A: Agree. I had the same experience myself in high school. Getting properly placed into a class just 1 year ahead of the highest honors path was like pulling teeth.

In my case, after enough pestering the math dept head, he lent me his notes/HW sets for the year above – likely trying to dissuade me, but at the time I thought he had just given me a workbook to do, and I carried it around with me everywhere in and out of school working through it like 10h/day, got through half of it by the time he tracked me down a few days later to scold & tell me “I need that back so I can make copies for the class’s HW next week!”

I had written my work/answers in the booklet, so he had to erase all that, which made him realize how driven I was and that I could handle the workload.


Q: Of course school should give all kids as much as they can handle, but that’s impossible.

A: That *used* to be impossible, back when when instruction was bottlenecked by the manual bandwidth of the teacher.

But today we have technology to automate the heavy lifting in delivering adaptive, individualized instruction.

I elaborated in the podcast, here’s a snippet:

  • "Let me start by explaining how Bloom tried to solve it. He didn’t just frame the problem—he had an entire research program aimed at solving it.

    Our approach is similar to his in some ways but different in critical ways.

    He hoped the benefit of a human tutor could be captured by combining various evidence-based learning strategies. That sounds like a great idea, right? You take something effective, deliver it to students, then add another evidence-based strategy—whether it's pedagogy, the study environment, or something else. You keep layering these scientifically supported techniques, hoping that as you build them up, you reach the two-sigma effect—or at least get as close as possible. You try to improve learning outcomes as much as possible.

    The thing about Bloom's approach is that he restricted his search space to strategies that could be implemented manually, not necessarily to the fullest extent. For instance, one of the strategies he examined was mastery learning, in which you ensure students know their prerequisites before moving them on to more advanced material.

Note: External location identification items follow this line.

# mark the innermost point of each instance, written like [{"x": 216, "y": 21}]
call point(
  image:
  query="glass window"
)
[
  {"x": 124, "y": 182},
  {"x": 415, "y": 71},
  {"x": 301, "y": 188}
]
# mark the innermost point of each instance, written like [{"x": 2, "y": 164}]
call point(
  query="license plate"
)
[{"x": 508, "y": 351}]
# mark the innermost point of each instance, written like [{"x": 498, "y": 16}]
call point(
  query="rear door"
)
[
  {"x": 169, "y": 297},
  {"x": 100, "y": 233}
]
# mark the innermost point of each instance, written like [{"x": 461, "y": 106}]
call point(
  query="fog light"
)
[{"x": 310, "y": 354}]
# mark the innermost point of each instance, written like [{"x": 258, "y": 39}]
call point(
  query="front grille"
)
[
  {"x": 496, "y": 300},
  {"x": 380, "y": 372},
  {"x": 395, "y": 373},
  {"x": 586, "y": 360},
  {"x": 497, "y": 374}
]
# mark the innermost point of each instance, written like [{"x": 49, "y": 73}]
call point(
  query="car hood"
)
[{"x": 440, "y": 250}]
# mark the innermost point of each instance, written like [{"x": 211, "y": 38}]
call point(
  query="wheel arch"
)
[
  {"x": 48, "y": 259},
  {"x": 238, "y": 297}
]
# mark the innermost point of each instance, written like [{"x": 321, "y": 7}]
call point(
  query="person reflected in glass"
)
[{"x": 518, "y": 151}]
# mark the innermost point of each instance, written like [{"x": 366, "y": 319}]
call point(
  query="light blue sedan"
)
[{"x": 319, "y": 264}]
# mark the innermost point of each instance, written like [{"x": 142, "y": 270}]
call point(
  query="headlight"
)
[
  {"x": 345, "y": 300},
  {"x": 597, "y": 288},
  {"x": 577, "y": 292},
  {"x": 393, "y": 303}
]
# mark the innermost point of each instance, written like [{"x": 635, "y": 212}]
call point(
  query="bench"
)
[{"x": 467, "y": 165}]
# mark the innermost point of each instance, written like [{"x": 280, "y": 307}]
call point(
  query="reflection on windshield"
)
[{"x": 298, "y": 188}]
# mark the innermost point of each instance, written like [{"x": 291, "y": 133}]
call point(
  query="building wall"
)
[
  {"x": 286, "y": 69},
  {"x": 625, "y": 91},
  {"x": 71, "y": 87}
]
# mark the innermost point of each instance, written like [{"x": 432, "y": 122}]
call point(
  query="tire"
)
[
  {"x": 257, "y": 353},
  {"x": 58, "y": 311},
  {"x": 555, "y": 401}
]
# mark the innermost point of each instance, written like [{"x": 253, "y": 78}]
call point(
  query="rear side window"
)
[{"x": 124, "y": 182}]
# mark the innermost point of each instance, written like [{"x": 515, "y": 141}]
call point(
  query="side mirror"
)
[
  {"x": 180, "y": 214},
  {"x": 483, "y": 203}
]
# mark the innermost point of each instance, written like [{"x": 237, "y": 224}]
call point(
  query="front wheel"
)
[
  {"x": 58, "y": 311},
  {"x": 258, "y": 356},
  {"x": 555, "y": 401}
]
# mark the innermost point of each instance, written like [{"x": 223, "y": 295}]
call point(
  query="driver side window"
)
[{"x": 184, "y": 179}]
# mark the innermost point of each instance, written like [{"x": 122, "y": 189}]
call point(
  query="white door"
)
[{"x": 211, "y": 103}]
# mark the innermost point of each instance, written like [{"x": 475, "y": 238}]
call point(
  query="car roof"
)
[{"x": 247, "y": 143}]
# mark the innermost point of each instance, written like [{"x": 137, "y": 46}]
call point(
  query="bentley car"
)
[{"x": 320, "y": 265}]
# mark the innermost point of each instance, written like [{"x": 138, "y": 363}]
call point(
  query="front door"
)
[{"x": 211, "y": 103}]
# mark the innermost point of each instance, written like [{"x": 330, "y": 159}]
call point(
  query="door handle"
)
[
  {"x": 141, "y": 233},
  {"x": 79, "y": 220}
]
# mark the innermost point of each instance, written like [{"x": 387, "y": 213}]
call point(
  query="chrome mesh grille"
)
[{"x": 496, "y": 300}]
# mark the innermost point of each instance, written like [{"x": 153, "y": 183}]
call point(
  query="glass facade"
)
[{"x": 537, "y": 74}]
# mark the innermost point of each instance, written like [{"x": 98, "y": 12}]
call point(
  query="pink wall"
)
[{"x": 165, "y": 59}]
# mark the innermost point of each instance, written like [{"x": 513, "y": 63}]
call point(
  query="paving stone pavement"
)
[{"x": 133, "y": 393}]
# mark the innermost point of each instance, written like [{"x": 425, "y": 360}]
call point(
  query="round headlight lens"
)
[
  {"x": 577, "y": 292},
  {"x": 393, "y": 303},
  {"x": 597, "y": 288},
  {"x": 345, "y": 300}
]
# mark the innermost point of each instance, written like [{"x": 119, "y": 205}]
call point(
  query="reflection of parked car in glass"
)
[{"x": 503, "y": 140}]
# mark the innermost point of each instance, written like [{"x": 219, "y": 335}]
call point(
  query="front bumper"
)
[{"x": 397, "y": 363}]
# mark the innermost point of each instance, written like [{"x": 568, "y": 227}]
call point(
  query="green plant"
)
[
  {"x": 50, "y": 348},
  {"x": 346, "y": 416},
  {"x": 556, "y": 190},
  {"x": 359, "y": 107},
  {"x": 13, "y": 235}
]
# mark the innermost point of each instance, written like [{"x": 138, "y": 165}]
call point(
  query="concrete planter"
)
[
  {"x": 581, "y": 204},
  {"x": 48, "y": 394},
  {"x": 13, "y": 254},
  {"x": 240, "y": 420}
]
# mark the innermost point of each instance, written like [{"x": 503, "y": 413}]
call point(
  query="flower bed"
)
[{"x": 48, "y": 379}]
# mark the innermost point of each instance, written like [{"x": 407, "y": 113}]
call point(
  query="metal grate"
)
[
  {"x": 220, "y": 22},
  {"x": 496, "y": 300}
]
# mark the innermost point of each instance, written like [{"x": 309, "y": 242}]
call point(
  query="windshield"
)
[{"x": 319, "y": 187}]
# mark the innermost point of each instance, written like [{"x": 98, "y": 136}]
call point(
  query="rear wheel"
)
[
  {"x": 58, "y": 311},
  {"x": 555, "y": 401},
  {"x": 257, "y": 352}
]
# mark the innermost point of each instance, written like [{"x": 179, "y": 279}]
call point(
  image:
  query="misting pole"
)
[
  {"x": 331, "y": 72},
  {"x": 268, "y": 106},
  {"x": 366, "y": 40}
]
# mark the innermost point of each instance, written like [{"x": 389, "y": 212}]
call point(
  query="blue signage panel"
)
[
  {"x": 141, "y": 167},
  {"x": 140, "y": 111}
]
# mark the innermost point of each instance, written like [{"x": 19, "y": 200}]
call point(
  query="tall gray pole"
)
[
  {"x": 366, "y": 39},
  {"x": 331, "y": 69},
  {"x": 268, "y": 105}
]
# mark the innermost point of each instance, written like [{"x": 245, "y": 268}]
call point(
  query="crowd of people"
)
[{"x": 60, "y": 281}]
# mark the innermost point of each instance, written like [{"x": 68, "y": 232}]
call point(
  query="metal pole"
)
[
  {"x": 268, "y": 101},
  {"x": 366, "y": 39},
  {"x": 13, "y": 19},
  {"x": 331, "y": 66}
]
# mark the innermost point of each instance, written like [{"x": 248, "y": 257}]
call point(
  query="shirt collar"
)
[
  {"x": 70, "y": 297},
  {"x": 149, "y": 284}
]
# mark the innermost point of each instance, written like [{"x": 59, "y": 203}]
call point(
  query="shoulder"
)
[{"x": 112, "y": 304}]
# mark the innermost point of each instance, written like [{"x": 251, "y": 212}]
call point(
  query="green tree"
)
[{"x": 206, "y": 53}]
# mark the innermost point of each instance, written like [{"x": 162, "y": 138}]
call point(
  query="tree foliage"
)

    In Bloom's solution to the two-sigma problem, mastery learning was not designed for an individual student but for the class as a whole. You can only approximate this for an entire class. That’s not bad—it does improve learning outcomes if a teacher attempts to apply mastery learning at a class level—but it’s not as effective as tailoring it to each individual student, who will have a unique knowledge profile.

    This was the fatal flaw in his approach. I don’t mean flaw in the sense that it didn’t work at all, but rather that it didn’t fully achieve the effect of human tutoring. His search was ultimately unsuccessful because it was constrained by the limits of human teaching labor.

    At the time, that was a reasonable constraint because computer technology was far less mature. Computers were very expensive. You were lucky if a school even had one. Things are totally different today.

    For nearly a decade, Math Academy’s challenge—and in fact, our purpose, the whole reason we exist—has been to carry this torch forward and reattempt a solution. We overcome the limitation of human teaching labor by leveraging technology to implement individualized learning techniques to a much fuller extent.

    We started out in a public school district, teaching manually and applying individualized learning techniques as much as possible. It was similar to Bloom’s approach—doing it manually to the greatest extent feasible.

    The key difference is that we gradually built an online system to automate pieces of the work and apply them more effectively than we could manually. That freed us up. We would teach as well as we could in person, get a handle on the problem, and once we understood how to structure the solution, offload it to a computer program—whether for mastery learning on a knowledge graph, spaced repetition, or other techniques. Then we would return to manual instruction and ask, "What’s next? What else needs to be offloaded?"

    By the end of this process, we created a teaching machine that is shockingly effective. For instance, students have passed the AP Calculus BC exam as early as eighth grade."